Demonstrando suposta impotência diante do vizinho quadro de flagelo, policiais militares assistiam a tudo da viatura, no ar condicionado. Com o fim das maiores cracolândias do Rio, no Complexo de Manguinhos e na Favela do Jacarezinho, ocupados pela polícia desde o dia 14, dependentes do crack se espalham de forma rápida e devastadora pela cidade.

Especialistas calculam que mais de seis mil viciados estejam em cracolândias, por exemplo, nos acessos às favelas Parque União e Nova Holanda, no Complexo da Maré; nas linhas férreas e ruas de Madureira e Cascadura; na Favela do Arará, em Benfica, e Centro. A crescente presença dos ‘nóias’, como também são chamados, preocupa autoridades, moradores e o comércio desses locais.

Ontem também, o Ministério Público se manifestou contra a remoção compulsória (à revelia) de adultos para abrigos da prefeitura. O governo municipal, por sua vez, anunciou o nome da ONG Cieds como substituta da Casa Espírita Tesloo, para o tratamento de dependentes.
Foto: Fernando Souza / Agência O Dia
Usuários de crack na saída da Ilha do Governador, em frente a comunidade Parque União | Foto: Fernando Souza / Agência O Dia
Igreja recomenda ações de prevenção

O arcebispo do Rio, dom Orani João Tempesta, recomendou aos cerca de 600 padres das 264 paróquias do Rio que a Igreja Católica ‘vá ao encontro’ dos usuários de crack, reforçando suas ações de prevenção, acolhida e recuperação dos viciados. Em 18 de setembro, o assunto foi tratado na reunião do governo diocesano, com base em pesquisa encomendada pela Pastoral do Menor sobre o perfil de usuários de crack.

“A Jornada Mundial da Juventude (JMJ Rio 2013) vai atrair jornalistas do mundo inteiro. Se essa situação não mudar, o município ficará com a imagem arranhada para outros grandes eventos”, alerta o vigário episcopal para a Caridade Social, cônego Manuel Manangão.

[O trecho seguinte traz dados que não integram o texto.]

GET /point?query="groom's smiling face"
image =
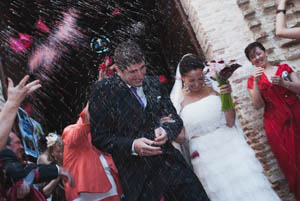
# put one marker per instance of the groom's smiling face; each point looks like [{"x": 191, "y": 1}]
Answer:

Especialista em sociologia urbana da Uerj, Dário Sousa coordenou a pesquisa com 50 usuários de crack — 70% do sexo masculino — em cracolândias da Zona Norte. “O que nos impressionou é que a a maioria tem entre 22 e 24 anos e são pais, que estão fumando crack no lugar dos filhos, já dizimados pela droga”, comentou Dário.

Internação compulsória é ilegal, diz MP

As ações da Prefeitura do Rio no recolhimento de viciados em crack entraram na mira do Ministério Público. De acordo com o órgão, as medidas de remoção compulsória de adultos, que ganharam apoio do ministro da Saúde, Alexandre Padilha, não têm qualquer fundamento legal.

Isso, ainda de acordo com o MP, foi reconhecido pelo município por intermédio de Termo de Ajustamento de Conduta (TAC) firmado em 25 de maio deste ano.

Segundo o promotor Rogério Pacheco Alves, da 7ª Promotoria de Justiça de Tutela Coletiva de Defesa da Cidadania, o morador de rua só pode ser recolhido se for flagrado praticando algum crime ou em casos de alto risco para sua saúde.

“Não há fundamento legal para o que acontece atualmente, com moradores de rua são levados para delegacias para verificação dos antecedentes criminais, ou seja, são sarqueados. As prisões são rejeitadas pela Constituição, inclusive pelo Supremo Tribunal Federal”.

Grávida não sabe quem é o pai do bebê

Magra, abatida e com uma barriga de oito meses de gravidez, C., de 40 anos, vive angustiada, perambulando há três anos pelas ruas do Centro. Ela conta que já enfrentou de tudo em cracolândias. “Fui até estuprada. Nem sei quem é o pai do meu filho”, diz.

Garantindo que agora tenta se livrar do vício do crack, ela evita andar com grupos de usuários. “Tenho medo de perder o quinto filho”, justifica. Explica que quatro foram mortos por ex-companheiros, que não queriam que ela engravidasse. “Matavam os bebês ainda na minha barriga”, revelou C., que disse ter ainda outros três filhos. “Estão por aí”, murmurou.